Studies are often used to prove stuff. But sometimes they are wrong. Here is an example how the poor night light got a bad name by a botched study.
In 1999 a study was released finding that children who have night lights in their room at the age of 2 or younger often wind up having problems with nearsightedness later in life. There was pandemonium. Parents yanked night lights from the outlets and stomped on them like a wine glass at a jewish wedding. People gathered in the town square and burned night lights.
But there was a major problem with the study: it didn’t take into account parents who were nearsighted. Being nearsighted is hereditary. Parents who were nearsighted had a hard time seeing in their baby’s room and put night lights in there. Night lights, it turns out, was the effect not the cause.
Two year later another study was conducted, with this in mind, and showed there was no evidence of night lights causing vision problems. Parents everywhere apologized to the night light industry and returned the low wattage lights to their children’s bedrooms.

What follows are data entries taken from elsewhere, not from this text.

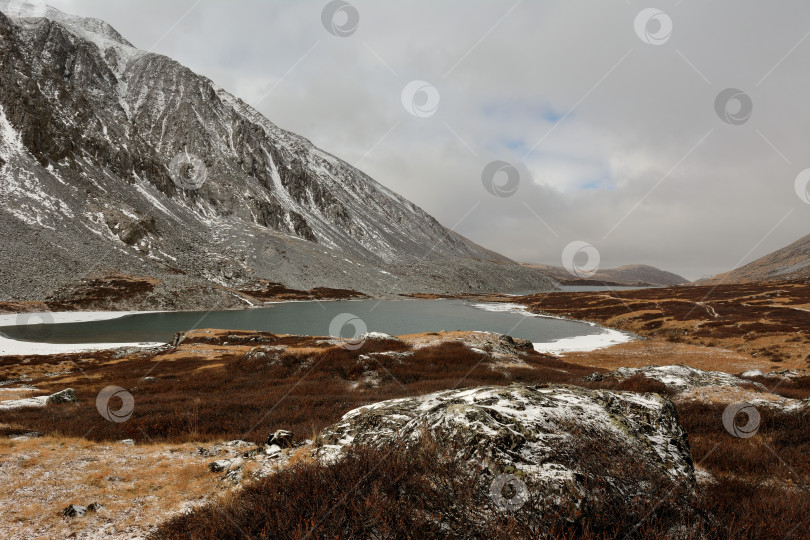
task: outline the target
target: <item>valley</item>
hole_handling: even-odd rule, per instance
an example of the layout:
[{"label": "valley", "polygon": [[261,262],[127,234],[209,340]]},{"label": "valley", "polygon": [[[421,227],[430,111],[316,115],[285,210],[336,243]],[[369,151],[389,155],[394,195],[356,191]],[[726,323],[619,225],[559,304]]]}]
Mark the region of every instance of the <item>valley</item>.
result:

There’s a new study out that says teacher’s who use a lot of hand gestures tend to have students with better grades. But maybe it’s just that Italians are better teachers, and they just like to talk with their hands. Or maybe, they’re not really doing hand gestures but swatting at flies, and the students make sure they do better at the tests so they don’t have to repeat the class with all the damn bugs in it.
The lesson, always be skeptical. And stop blaming night lights for what your own crappy genetics did to your kid.